Royal Liverpool Golf Club, England

July 20-23

Founded in 1860 The Open is the oldest golf tournament in the world. The reigning champion is Australian Cameron Smith, who won the 2022 Open at St Andrews with a score of 268.

In 2000, Tiger Woods, having just won the U.S. Open, became champion by a post-war record 8 strokes to become the youngest player to win the career Grand Slam at age 24. After winning the 2002 Masters and U.S. Open, he became the latest American to try to emulate Ben Hogan and win the Open in the same year. His bid came to a halt on Saturday with the worst round of his career up to that time, an 81 (+10) in cold, gusty rain. He went on to win again back-to-back in 2005 and 2006 to bring his total to three wins.

One of the Open’s most recent memorable moments came in 2009 when 59-year-old American Tom Watson led the tournament through 71 holes and needed just a par on the last hole to become the oldest ever winner of a major championship. Watson eventually lost a four-hole playoff to fellow American Stewart Cink.

Ryder Cup

Marco Simone Golf and Country Club, Italy

September 25 – October 1

The Ryder Cup may not technically be a major but it’s arguably the most famous golf tournament in the world.

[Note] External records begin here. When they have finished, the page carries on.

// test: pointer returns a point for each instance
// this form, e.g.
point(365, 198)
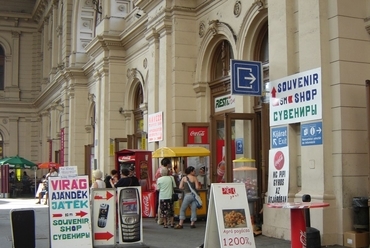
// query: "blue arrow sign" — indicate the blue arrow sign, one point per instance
point(311, 134)
point(246, 77)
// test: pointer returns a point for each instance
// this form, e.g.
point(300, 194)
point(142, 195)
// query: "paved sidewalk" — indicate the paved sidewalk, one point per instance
point(155, 236)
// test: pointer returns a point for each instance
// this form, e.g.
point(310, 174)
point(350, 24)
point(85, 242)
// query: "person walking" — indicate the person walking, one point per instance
point(166, 185)
point(113, 175)
point(99, 183)
point(188, 199)
point(52, 173)
point(165, 163)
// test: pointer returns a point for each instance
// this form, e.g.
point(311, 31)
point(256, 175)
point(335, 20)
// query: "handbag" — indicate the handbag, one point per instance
point(197, 198)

Originally contested between Great Britain and the United States, the first official Ryder Cup took place in the United States in 1927 at Worcester Country Club in Worcester, Massachusetts. The home team won the first five contests, but with the competition’s resumption after the Second World War, repeated American dominance eventually led to a decision to extend the representation of Great Britain and Ireland to include continental Europe from 1979.

The 2021 Ryder Cup was held on the Straits course at Whistling Straits, Haven, Wisconsin, from 24 to 26 September 2021. The United States defeated Europe 19–9, to clinch the largest margin of victory in the modern history of the event.

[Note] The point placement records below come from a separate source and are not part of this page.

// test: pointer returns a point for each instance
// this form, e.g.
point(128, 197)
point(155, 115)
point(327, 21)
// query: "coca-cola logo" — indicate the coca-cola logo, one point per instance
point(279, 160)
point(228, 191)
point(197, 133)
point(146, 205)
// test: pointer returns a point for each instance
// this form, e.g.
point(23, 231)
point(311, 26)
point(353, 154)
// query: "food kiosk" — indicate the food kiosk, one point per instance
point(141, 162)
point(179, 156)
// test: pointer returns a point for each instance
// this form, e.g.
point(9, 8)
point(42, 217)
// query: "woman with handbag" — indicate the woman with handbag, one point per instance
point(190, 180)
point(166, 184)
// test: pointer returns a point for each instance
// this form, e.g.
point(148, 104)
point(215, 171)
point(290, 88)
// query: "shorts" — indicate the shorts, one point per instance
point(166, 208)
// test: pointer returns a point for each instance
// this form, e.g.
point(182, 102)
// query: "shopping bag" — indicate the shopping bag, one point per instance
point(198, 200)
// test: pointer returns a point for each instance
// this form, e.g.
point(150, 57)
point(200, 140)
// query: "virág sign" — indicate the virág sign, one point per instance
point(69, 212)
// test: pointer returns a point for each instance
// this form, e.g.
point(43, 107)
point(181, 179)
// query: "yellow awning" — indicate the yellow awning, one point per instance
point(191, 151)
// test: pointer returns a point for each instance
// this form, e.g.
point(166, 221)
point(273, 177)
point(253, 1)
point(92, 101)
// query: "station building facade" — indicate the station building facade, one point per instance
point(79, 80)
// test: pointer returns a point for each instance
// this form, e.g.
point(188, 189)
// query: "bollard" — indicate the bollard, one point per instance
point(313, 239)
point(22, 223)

One of the best Ryder Cup clashes in recent memory came in 2012 at the Medinah Country Club in Medinah, Illinois. Under captain José María Olazábal of Spain; the Europeans were down 10-4 after 14 matches, with two four-ball matches still on the course and 12 singles matches to be played the next day. At the end of day two, Englishman Ian Poulter made five birdies on the final five holes to give him and Rory McIlroy the point over Jason Dufner and Zach Johnson of America. Despite being down 10-6 going into the final day, Europe came back to win by 14+1⁄2 points to 13+1⁄2. Out of the 12 points available on the final day Europe won 8+1⁄2 points with the U.S. winning only 3+1⁄2 points.